Итерация
Шрифт:
– Это слово неправильное, тут должно быть слово ОГУРЕЦ,.. слово АРБУЗ зачеркни, а ОГУРЕЦ напиши рядом, – сказав это, не дожидаясь реакции и не интересуясь последствиями своей «подсказки», он прошёл к сидящему за следующей партой.
Задумываться времени не было, потому что офицер, сидевший за столом, уже диктовал следующее слово. Ходивший от парты к парте полковник не имел при себе даже бумажки с нужным текстом, и сразу закралось сомнение, а знает ли он вообще, какие слова тут должны быть – ведь маловероятно, что он помнит весь этот бред наизусть. Однако Герасим быстро и послушно зачеркнул слово АРБУЗ и рядом написал ОГУРЕЦ. Зато сразу стало понятно, почему гарнитуры не имеют современной звукоизолирующей прокладки. Да, для того чтобы было слышно голос второго офицера, ходившего по аудитории между рядами, своими нелепыми действиями вселяя сумятицу в их «творческий» труд.
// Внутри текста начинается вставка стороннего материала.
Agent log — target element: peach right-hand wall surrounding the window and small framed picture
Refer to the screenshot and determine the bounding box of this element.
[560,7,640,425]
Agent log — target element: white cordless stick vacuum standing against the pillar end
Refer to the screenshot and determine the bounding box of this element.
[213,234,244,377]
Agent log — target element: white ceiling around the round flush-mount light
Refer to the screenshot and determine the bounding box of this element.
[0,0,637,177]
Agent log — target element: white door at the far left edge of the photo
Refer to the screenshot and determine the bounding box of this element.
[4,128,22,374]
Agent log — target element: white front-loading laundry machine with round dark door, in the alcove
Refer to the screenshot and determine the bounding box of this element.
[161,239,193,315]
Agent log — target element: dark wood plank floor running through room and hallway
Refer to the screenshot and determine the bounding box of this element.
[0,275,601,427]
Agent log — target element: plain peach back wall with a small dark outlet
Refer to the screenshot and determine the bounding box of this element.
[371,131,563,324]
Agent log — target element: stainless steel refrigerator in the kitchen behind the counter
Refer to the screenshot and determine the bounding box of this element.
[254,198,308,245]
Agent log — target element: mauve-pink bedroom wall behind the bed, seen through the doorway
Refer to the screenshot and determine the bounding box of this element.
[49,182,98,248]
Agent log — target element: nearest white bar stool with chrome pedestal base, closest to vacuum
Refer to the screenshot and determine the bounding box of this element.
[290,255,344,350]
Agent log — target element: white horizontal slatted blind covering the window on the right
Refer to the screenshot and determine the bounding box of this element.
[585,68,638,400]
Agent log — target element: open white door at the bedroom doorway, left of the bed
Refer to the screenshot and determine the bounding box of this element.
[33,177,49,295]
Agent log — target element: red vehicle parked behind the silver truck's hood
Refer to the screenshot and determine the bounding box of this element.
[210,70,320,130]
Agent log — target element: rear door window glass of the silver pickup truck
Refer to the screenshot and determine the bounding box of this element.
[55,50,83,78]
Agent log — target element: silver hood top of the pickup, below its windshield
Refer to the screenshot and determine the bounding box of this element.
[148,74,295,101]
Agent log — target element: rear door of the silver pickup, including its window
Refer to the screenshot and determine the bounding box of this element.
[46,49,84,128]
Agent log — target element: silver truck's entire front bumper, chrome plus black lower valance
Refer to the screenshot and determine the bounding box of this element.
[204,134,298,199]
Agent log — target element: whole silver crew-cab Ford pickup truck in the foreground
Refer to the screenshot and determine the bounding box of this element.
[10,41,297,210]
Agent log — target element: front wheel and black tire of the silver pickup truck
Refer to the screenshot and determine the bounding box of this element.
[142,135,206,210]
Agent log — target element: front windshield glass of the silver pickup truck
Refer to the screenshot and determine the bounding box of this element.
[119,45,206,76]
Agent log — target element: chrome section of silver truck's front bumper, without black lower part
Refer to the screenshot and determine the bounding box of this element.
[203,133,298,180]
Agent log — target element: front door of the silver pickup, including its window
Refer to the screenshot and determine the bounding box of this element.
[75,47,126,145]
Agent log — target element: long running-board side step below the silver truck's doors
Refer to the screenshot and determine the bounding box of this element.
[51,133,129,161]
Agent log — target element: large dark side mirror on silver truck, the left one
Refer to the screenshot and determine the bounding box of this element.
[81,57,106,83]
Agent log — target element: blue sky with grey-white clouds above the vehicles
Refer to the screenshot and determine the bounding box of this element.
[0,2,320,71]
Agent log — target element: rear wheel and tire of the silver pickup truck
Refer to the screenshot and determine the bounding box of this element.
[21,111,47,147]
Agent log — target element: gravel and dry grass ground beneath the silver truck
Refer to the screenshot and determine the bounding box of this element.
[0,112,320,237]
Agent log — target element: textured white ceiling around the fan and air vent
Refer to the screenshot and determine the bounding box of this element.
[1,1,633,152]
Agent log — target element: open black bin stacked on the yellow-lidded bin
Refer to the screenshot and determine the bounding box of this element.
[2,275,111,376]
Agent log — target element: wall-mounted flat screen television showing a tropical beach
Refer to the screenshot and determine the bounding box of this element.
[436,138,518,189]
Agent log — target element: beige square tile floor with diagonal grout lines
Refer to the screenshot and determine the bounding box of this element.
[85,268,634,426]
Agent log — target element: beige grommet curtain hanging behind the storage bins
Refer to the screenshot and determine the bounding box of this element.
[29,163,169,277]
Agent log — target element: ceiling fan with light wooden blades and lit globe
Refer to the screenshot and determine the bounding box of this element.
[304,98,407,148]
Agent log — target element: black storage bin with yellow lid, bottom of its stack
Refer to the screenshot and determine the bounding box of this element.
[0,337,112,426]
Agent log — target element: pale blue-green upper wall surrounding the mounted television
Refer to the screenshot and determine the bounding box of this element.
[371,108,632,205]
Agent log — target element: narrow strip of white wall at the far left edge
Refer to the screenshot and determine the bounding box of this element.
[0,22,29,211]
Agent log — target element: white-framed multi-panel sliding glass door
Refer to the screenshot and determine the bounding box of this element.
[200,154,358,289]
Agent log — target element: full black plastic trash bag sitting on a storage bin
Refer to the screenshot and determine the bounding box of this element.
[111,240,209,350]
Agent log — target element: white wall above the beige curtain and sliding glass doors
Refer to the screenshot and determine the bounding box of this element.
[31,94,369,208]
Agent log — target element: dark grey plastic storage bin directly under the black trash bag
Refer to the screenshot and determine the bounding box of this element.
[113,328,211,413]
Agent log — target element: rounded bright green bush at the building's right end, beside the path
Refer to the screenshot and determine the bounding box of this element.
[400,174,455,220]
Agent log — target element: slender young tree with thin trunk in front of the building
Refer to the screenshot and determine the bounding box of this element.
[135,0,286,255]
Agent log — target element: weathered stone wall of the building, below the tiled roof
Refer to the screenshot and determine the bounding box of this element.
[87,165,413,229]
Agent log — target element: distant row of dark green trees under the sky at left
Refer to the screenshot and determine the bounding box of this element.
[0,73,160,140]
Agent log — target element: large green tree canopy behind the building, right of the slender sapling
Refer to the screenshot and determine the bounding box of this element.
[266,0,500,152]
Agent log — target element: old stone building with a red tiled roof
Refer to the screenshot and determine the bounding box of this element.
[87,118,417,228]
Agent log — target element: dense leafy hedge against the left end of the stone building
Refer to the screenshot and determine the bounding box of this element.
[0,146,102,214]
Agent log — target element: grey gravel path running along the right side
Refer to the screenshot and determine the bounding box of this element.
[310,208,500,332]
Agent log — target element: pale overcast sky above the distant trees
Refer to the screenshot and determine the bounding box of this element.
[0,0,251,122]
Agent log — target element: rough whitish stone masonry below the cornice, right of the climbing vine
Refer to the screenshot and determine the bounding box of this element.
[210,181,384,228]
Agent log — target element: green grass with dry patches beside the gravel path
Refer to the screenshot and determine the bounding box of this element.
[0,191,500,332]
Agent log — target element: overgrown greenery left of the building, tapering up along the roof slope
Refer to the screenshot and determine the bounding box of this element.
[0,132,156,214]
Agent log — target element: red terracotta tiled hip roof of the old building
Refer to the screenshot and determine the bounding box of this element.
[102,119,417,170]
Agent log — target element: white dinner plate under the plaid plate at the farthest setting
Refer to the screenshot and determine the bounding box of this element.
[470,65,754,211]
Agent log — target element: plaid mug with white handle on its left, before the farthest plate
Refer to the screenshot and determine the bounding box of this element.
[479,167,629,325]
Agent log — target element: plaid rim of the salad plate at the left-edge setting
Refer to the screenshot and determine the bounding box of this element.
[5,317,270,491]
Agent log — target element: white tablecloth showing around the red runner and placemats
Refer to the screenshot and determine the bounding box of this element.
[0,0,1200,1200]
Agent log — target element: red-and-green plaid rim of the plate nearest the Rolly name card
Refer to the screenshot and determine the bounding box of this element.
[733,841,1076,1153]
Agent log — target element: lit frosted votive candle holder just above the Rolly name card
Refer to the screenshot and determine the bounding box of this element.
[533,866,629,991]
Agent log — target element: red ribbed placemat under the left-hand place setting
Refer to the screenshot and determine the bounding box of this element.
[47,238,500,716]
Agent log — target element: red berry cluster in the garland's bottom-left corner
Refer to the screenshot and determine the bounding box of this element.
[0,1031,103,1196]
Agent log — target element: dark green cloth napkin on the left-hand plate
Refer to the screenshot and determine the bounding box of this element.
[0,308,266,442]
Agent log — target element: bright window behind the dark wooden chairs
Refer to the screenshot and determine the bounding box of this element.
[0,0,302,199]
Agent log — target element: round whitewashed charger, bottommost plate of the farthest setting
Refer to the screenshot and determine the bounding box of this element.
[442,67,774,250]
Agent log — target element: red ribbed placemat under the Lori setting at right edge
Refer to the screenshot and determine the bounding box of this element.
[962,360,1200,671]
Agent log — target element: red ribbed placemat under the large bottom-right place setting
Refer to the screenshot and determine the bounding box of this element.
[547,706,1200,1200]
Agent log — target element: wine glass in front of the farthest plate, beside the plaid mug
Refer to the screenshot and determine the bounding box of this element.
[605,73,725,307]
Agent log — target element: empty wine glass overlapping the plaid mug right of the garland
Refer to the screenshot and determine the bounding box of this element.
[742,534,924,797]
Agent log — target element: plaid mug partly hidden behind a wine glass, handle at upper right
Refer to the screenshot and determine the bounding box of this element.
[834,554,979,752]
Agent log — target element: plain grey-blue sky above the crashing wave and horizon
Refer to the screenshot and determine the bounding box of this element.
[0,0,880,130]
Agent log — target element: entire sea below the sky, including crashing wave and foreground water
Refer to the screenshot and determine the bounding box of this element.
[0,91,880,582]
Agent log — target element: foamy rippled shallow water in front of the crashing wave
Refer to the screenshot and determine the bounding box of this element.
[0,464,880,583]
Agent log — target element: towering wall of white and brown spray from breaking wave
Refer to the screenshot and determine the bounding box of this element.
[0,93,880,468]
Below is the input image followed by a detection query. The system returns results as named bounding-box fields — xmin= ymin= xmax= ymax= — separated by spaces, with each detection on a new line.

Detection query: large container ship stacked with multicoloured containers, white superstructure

Внезапно тест закончился. По аудитории прошёлся шумок, в конце листа каждый испытуемый разборчиво написал свои имя, фамилию, отчество, поставил дату прохождения теста и подпись, после чего второй офицер ещё раз обошёл аудиторию и собрал все листки.
Таким образом последняя формальность была соблюдена, однако последствия этого странного теста оказались куда значительней, чем их преподносили его организаторы.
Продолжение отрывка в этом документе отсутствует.